Y esta es la segunda razón por la que decir «not all men» es problemático: porque el centro ya no está la cuestión de la violencia contra las mujeres, sino una defensa de género basada en la experiencia personal. Por lo tanto, sí, es cierto, no todos los hombres acosan, agreden, etc.
Pero todas las mujeres están expuestas porque este tipo de cultura existe y está arraigada en todos nosotros, hombres y mujeres.
Por eso la violencia de género es tristemente ‘democrática’. Afecta a todas las mujeres, en cualquier contexto y sin tener en cuenta su origen, clase social y contexto cultural. Lo más difícil de entender es precisamente esto: todas están constantemente expuestas.
Y también los hombres están constantemente expuestos a una cultura que sigue considerando la desigualdad de género como el principal indicador de poder.
Uno tiene la sensación de que los hombres, los padres, los maridos, los compañeros, los… que no son violentos merecerían una medalla al valor, serían una excepción a una regla implícita…
Imagino que aún estamos muy lejos de erradicar definitivamente ciertas reglas implícitas, pero hablar de ello, seguir hablando de ello, llamar a las cosas por su nombre es una de las cosas que hay que hacer para conseguirlo.
A veces pienso que ante las víctimas de los feminicidios
no debiéramos hacer un tiempo de silencio sino un tiempo de ruido...
Me refiero a un ruido que inquiete porque manifieste una verdad incómoda…
Un ruido que sea una señal de que nos hemos dado cuenta de que la medida de la violencia está llena, de que un vaso de lágrimas y dolor se ha desbordado.
No hay mejor ruido que el que sirve para poner al descubierto una verdad incómoda.
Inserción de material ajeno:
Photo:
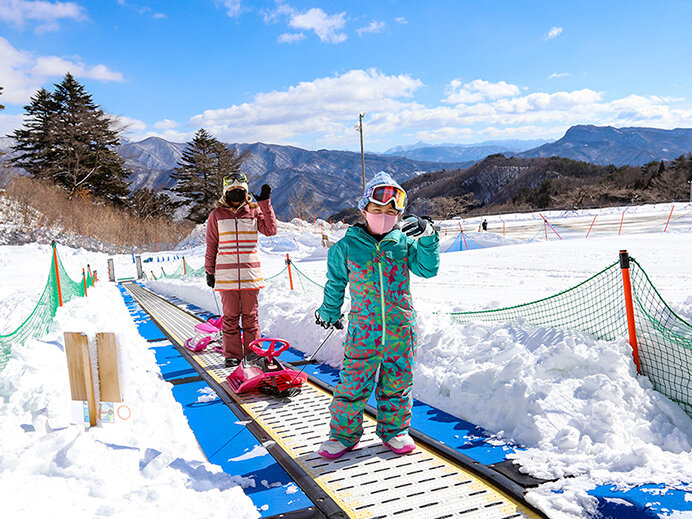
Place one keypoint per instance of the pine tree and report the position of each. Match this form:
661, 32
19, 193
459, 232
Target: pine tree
200, 172
68, 139
147, 204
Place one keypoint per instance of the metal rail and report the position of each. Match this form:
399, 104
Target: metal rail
369, 482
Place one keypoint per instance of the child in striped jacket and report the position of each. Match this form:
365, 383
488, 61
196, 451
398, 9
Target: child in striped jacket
232, 260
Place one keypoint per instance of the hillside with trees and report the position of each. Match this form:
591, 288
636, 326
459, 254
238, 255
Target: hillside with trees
502, 184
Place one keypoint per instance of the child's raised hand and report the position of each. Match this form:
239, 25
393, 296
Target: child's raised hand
416, 227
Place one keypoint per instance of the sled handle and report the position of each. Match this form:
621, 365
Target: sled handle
272, 350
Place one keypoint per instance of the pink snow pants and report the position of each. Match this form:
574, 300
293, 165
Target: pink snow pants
237, 303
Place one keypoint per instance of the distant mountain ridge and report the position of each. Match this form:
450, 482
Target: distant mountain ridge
604, 145
332, 178
461, 152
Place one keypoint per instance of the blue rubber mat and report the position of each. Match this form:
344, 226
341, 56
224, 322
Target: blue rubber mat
227, 442
642, 502
171, 363
224, 439
453, 432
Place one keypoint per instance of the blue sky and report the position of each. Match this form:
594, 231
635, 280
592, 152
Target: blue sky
299, 72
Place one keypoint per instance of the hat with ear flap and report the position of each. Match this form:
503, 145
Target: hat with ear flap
381, 179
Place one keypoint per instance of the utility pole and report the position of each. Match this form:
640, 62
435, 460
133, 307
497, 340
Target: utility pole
359, 128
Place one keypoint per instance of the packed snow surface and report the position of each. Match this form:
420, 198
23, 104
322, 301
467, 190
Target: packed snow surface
575, 402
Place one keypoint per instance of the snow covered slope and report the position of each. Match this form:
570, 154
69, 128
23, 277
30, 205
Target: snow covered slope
575, 402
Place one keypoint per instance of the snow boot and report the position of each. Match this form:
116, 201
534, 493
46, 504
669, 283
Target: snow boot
231, 362
333, 449
401, 444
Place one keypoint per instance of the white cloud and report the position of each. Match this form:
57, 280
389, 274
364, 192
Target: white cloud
326, 106
553, 33
374, 26
165, 124
326, 27
233, 7
444, 134
23, 73
9, 123
478, 90
323, 111
44, 14
291, 37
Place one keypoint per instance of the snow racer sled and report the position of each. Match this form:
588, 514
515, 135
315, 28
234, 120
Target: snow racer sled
260, 370
208, 332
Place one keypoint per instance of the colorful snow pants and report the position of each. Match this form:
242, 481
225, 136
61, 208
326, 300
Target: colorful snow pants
363, 355
236, 303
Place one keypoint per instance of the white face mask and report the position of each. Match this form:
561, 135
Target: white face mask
381, 223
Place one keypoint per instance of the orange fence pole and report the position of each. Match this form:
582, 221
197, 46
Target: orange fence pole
290, 276
551, 227
57, 273
671, 214
589, 231
621, 220
629, 306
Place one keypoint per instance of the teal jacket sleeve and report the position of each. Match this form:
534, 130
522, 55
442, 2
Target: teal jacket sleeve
337, 279
424, 255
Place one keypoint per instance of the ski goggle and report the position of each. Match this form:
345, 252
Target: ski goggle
233, 178
383, 195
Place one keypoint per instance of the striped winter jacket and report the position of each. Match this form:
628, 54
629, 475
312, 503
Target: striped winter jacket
232, 254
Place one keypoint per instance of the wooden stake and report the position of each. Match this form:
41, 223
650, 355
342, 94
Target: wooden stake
79, 368
671, 214
109, 382
57, 273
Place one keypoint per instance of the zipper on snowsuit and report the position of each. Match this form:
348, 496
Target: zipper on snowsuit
379, 266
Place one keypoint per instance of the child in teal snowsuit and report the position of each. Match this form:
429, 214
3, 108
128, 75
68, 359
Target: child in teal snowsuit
375, 260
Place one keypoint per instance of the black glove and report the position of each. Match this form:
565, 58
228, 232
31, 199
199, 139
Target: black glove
415, 226
264, 194
326, 325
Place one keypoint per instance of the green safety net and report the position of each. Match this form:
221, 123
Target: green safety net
184, 270
597, 307
43, 313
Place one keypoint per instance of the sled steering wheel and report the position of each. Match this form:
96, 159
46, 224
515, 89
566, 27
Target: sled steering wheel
276, 347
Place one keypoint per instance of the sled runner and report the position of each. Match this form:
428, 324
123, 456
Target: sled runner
207, 333
261, 370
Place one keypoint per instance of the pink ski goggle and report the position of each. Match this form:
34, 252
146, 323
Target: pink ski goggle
383, 195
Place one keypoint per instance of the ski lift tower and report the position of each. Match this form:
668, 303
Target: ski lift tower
359, 128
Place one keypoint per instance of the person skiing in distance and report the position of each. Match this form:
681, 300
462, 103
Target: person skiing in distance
232, 262
375, 258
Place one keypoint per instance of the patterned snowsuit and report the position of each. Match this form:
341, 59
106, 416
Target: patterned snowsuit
382, 330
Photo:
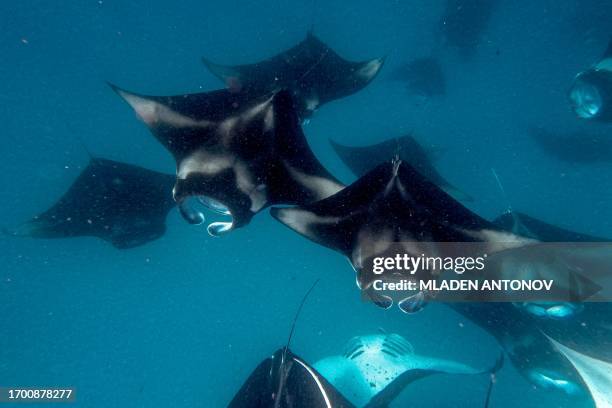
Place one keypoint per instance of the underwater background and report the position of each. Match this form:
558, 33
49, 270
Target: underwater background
183, 320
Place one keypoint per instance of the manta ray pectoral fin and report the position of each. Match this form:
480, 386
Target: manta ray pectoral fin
224, 72
120, 203
596, 374
367, 70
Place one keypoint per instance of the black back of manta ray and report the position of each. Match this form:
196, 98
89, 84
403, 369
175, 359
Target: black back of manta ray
292, 384
526, 225
246, 153
391, 203
362, 159
120, 203
312, 71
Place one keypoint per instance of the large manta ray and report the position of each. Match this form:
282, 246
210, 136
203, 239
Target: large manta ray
395, 205
369, 364
526, 225
571, 356
284, 380
238, 154
362, 159
313, 72
120, 203
565, 347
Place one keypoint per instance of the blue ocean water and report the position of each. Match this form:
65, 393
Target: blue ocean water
183, 320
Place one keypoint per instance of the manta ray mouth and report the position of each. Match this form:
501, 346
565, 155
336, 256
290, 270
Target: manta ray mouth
196, 217
585, 99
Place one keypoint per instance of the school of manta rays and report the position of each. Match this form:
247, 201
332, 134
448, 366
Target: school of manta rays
241, 149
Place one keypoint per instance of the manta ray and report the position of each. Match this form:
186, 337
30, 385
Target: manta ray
369, 364
560, 346
394, 207
382, 365
525, 225
236, 153
591, 92
362, 159
313, 72
527, 347
123, 204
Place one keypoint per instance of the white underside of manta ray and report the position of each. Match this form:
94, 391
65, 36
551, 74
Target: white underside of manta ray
370, 363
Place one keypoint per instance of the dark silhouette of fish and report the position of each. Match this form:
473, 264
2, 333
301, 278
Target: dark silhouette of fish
362, 159
313, 72
123, 204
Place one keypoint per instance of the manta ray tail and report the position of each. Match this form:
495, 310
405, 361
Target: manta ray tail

Y los feminicidios requieren quizás no el ejercicio de una verdad unánime, sino el de una verdad incómoda. Quizás solo eso les debemos a las víctimas.
Y digo que es una verdad incómoda porque hay algo sospechoso en el hecho de que todos, prácticamente todos, reconozcan la violencia de ciertos comportamientos. Porque si todos estamos de acuerdo, nadie es realmente culpable y esa violencia será prerrogativa de los monstruos, de los bestias, de los anormales.
Si todos, absolutamente todos, reconocemos la violencia, entonces nadie reconocerá que el origen de esa violencia es un conflicto. Cultural, material, estructural, social, cultural, simbólico, económico…
La violencia de género es el efecto de un conflicto
generado por una determinada comprensión de la masculinidad que acaba de-generando
en dominación masculina.
He aquí una verdad incómoda: no hay mayor falsedad que ser todos solidarios contra la violencia, pero ocultando el conflicto que la ha generado y la alimenta, la justifica, la sostiene.